Inevitably, the incident reached the New York papers. It was a huge story and viewed as emblamatic of the Yankees’ troubles — and of Berra’s inability to handle the team. “In the end,” Richardson relates, “Yogi had the last laugh. The team got together after that and rallied to win the pennant. I think we went 22-6 in September to finish a game ahead of the White Sox.” The Yankees faced the Cardinals in the ’64 Series and lost in seven, but despite their late season success, Yogi was finished. The harmonica incident had convinced Yankees’ owner Dan Topping that Berra couldn’t handle the team and after the season he was fired — and replaced by Cardinals manager Johnny Keane.

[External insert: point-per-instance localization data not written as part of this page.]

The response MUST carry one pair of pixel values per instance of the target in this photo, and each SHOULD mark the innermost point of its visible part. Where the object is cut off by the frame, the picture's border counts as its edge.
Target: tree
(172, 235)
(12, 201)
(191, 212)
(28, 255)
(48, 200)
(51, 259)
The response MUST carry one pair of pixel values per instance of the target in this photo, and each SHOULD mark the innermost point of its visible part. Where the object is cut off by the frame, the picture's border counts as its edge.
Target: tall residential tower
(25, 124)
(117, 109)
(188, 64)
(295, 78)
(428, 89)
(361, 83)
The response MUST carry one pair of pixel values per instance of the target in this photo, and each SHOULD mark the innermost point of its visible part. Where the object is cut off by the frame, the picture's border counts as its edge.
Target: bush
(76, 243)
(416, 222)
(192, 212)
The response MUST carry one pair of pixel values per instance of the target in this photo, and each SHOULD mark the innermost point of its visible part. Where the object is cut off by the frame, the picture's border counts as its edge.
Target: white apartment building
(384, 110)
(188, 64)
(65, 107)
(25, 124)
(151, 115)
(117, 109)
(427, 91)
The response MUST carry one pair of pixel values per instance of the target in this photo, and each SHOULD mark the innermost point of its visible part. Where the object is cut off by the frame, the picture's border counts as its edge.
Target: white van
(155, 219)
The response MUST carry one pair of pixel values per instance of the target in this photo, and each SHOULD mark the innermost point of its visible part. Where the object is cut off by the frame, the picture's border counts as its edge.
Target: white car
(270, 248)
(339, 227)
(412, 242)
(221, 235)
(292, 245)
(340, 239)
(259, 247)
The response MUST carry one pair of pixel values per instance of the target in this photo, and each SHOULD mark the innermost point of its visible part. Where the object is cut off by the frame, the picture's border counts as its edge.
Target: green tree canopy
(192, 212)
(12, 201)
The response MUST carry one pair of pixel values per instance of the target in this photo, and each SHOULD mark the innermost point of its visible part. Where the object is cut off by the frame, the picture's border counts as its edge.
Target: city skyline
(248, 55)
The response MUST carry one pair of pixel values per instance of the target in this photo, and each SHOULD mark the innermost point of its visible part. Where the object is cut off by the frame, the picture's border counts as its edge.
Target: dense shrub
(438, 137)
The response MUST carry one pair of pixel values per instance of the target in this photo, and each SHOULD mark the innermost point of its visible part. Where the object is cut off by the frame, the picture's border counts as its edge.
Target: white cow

After retiring from baseball, Kubek became a television broadcaster and active Wisconsin Democrat. In 1976, when his friend Bobby Richardson (who had become a minister) was a candidate for a Congressional seat in South Carolina, Kubek refused to campaign for him. Phil Linz did not have as nearly as good as a career in baseball as either Kubek or Richardson (.235 BA in seven years), but his dust-up with Berra made his reputation: after the incident was made public, Linz was offered offered $5000 by the Hohner Company to promote their harmonica and after the season he made so much money on the banquet circuit (telling the story) that he was able to open a successful New York bar. ”Yogi never held it against me,” Linz says. ”All my jobs have been because of that; people remember me because of that one incident. I only hit eleven home runs my whole career, you know, but I’m in all the books and all that.”